Having delved into Christianity with the Dante’s Divine Comedy series (Chronicle Books, 2006), artist Sandow Birk is now turning his attention to Islam in the book American Qur’an (Liveright, Nov.). In the book, one of PW's best books of 2015, Birk illustrates the Qur'an, using American life as the backdrop for the sacred writings—from the fields of Iowa to the beaches of Southern California. PW caught up with the graphic artist, who is not religious, to learn more about the nine-year project.

Why did you want to do this project, as opposed to another religious text?

I am not a believer, but that doesn’t mean that other peoples’ religion isn’t essential to understand, and isn’t relevant — often religion becomes an entry way into understanding the geopolitical world of our times. I’ve been interested in other religious texts for a long time but with the course of world events, I became curious about the Qur’an.

What did you discover about the Qur’an through this project?

I worked on this project for so many years and I can honestly say that I found it to be continually interesting and very familiar. You see, the Qur’an sees itself as an extension of the Bible, just as the New Testament is to the Old, and it also assumes that you are familiar with the Bible, so it alludes to things that it expects you to know rather than explaining the from the beginning, like Genesis does. I learned new things every day.

Where do your illustrations of the Qur’an take place in Americana?
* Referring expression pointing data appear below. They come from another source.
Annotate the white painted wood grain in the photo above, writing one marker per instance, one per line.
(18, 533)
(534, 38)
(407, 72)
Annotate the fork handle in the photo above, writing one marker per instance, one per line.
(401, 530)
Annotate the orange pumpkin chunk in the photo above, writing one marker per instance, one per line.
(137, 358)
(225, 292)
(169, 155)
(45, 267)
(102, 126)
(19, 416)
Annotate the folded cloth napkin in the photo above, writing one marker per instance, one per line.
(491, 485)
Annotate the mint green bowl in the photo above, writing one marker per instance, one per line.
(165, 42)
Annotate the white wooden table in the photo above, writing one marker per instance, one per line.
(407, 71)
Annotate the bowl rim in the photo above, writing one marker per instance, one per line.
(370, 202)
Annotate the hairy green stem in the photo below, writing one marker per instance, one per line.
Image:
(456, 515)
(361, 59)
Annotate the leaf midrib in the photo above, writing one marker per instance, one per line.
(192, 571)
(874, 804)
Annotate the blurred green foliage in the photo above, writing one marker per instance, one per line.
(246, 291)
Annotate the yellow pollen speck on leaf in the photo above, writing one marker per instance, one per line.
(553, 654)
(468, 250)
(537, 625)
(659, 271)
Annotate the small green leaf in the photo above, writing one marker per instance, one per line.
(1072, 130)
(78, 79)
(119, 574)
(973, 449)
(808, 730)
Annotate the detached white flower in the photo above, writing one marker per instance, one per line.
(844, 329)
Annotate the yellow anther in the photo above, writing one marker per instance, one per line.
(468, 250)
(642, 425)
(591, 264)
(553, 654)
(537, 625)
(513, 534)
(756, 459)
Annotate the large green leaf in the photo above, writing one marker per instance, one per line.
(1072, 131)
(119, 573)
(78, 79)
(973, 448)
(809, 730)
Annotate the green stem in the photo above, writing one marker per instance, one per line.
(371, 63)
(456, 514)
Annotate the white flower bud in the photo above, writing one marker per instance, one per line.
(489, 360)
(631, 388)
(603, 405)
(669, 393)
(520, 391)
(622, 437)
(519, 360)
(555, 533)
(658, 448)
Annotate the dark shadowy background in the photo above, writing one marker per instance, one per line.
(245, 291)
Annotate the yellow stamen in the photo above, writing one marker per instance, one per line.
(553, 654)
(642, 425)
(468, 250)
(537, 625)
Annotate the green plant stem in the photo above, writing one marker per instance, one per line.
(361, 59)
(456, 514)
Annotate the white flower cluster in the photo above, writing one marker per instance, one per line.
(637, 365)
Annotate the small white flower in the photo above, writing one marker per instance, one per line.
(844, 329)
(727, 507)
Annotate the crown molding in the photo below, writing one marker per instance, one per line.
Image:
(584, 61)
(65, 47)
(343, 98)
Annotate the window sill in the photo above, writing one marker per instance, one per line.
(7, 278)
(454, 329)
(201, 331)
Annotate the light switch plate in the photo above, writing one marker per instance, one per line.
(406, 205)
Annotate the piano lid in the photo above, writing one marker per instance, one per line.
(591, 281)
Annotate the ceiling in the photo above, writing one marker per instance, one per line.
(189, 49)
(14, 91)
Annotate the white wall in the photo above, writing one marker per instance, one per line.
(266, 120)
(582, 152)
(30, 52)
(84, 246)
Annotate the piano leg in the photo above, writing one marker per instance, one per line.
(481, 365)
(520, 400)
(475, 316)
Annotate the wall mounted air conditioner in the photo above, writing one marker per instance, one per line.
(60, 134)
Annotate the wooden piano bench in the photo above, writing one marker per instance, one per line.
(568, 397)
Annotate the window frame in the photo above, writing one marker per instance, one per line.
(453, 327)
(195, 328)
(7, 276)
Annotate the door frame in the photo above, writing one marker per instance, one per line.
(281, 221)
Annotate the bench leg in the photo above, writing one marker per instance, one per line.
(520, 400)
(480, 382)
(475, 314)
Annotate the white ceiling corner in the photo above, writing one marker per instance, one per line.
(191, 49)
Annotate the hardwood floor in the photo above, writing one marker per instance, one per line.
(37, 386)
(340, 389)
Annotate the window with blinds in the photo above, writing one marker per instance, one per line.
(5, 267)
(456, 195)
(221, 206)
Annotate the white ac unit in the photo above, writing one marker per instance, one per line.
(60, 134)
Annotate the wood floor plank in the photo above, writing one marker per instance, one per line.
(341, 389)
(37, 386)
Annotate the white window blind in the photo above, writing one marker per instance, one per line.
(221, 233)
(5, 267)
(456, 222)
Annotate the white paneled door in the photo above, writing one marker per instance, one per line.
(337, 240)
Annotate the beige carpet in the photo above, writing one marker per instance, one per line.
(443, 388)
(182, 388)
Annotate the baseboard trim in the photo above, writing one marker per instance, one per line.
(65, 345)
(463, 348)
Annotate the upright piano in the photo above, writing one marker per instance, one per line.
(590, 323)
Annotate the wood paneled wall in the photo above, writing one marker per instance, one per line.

The Qur’an is no different than the Bible; people read the Bible, or go to church and listen to a sermon, and then leave and go to the supermarket and the ATM machine and stop to get the car washed, all while the moral messages are being pondered inside your head. So the scenes in my project are often of the most mundane aspects of life in America.

Every image is there for a reason and is metaphorically tied to passages in the Suras, or chapters, in which they appear [in the Qur'an]. The relationship isn’t always obvious, but it’s always there. And the images are all scenes of life in our times. There is actually at least one scene from each of the fifty states. I really wanted the project to be “pan”-American in scope, and not just regional.

What has been the response from the Muslim community on the book?

It’s been shown in various forms across the country throughout the years and the overwhelming response from the Muslim community has been one of surprise, amazement, interest, and enthusiasm, especially from younger Muslim-Americans.

What do you hope people will get out of engaging with this work?

This project is intended for those—like me—who are unfamiliar with the text, to whom are told that Islam is foreign, exotic, and “other.” I hope that Americans might consider the message of the Qur’an as it was intended, or as it claims to be, as a universal message from God to all human beings, no matter where you live or what language you speak. So I hope my metaphorical illuminations make the manuscript more engaging, thought-provoking, and interesting.